00:15 Mais je voudrais qu'on s'arrête un instant sur la mésaventure du cinéma d'Arpajon dans le département de l'Essonne.
00:21 Et nous accueillons Charles Vintrou.
00:23 Bonsoir monsieur.
00:24 Bonsoir.
00:25 Vous êtes le propriétaire de ce cinéma qui a une histoire ancienne, c'est même je crois un cinéma classé, qui a été vandalisé et pillé vendredi dernier.
00:33 Racontez-nous ce qui s'est passé.
00:35 Et on va regarder en même temps les images de la caméra de vidéosurveillance.
00:39 Ce qui s'est passé c'est un peu ce que vivent beaucoup d'entre nous, commerçants au cœur des villes et ailleurs.
00:48 Dans la nuit, je vais vous raconter de ma fenêtre, on est réveillé par l'alarme qui sonne sur nos téléphones portables.
00:57 Et on se rend compte qu'à ce moment-là, des jeunes sont en train de forcer la porte de notre cinéma, comme on voit à l'antenne.
01:06 Alors des jeunes qui sont tous habillés pareil, cagoulés, masqués même, en noir.
01:11 Donc c'est assez organisé.
01:13 C'est un peu terrifiant, effectivement, ils sont très forts, ils ont l'impression qu'ils ont chacun leur rôle.
01:19 Parce que là, on en voit une dizaine, mais on sait que dans la rue, à ce moment-là, ils sont une trentaine à protéger l'entrée de la rue, etc.
01:28 Et donc ils rentrent de force dans le cinéma et voilà, ils saccagent.
01:32 Ça va très vite.
01:33 Ça va hyper vite, ça va hyper vite et après ils partent.
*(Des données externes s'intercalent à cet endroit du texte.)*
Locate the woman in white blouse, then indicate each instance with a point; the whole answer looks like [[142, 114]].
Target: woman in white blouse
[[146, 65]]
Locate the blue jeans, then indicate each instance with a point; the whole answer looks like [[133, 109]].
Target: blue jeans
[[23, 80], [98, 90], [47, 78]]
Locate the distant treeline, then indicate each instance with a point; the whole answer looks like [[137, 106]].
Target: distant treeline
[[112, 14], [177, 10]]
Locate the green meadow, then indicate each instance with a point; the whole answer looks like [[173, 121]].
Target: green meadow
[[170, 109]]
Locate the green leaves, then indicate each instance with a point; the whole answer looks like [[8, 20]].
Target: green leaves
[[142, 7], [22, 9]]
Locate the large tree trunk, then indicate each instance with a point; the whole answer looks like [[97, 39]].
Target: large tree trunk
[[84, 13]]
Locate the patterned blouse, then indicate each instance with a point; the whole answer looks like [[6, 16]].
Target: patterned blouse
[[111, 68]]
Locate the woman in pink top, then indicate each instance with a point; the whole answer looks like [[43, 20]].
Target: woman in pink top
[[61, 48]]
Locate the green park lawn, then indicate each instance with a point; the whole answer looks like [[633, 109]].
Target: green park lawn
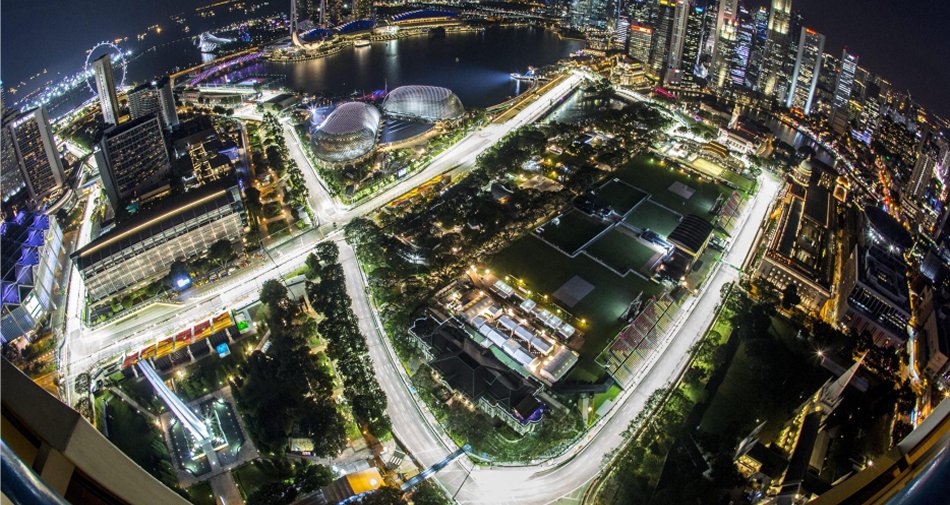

01:36 Alors le truc, c'est qu'ils laissent la porte ouverte et la suite, c'est que dans la nuit, des gamins sont venus.
01:43 Alors là, effectivement, ensuite, une fois que ça a été pillé, non content de pouvoir saccager l'intérieur,
01:49 ils rentrent avec une voiture-bélier, ils forcent l'entrée.
01:54 Il y a ces doubles écrans qui nous ont coûté un bras, qui permettent à la fois d'avoir les infos de la rue sur ce qui se passe dans le cinéma, les programmes.
02:03 Voilà, c'est des très beaux écrans.
02:05 - Et ensuite, il y a d'autres personnes qui sont entrées, ceux qui sont venus vraiment piller.
02:11 - Voilà, exactement, les pillards.
02:13 Alors effectivement, on ne reconnaît pas sur la vidéo de surveillance ceux qui sont venus de force,
02:18 ceux qui ont pénétré une première fois et qui ont vandalisé.
02:22 En revanche, ceux qui malheureusement, enfin pas malheureusement, en tout cas ceux qui sont venus après piller,
02:29 un peu moins malins, sont complètement démasqués, non pas reconnus.
02:33 - Et là, vous avez reconnu certains de vos clients.
02:35 - Oui, on a reconnu des jeunes, des enfants qui viennent le week-end.
02:38 - Parce que le week-end, vous organisez des séances pour ces jeunes.
02:43 - Oui, on n'organise pas tous les week-ends des séances pour ces jeunes, mais c'est vrai qu'on a d'abord un tarif ultra attractif.
02:49 - Combien ?
02:50 - Pour les moins de 26 ans, à toutes les séances, tous les jours, c'est 4 euros.
02:53 - 4 euros.
02:54 - Pour un cinéma tout neuf, on a fait plus d'un an de travaux.
02:59 - Et donc, vous avez reconnu, quand on vous dit des enfants, des gamins, ils ont quel âge ?
03:02 - Ils ont 13 ans, 14 ans, c'est des gens…
03:04 - Et vous les avez vus dans votre salle ?
03:06 - On les a vus à la caméra, oui.
03:07 - Et vous les avez déjà vus dans vos salles ?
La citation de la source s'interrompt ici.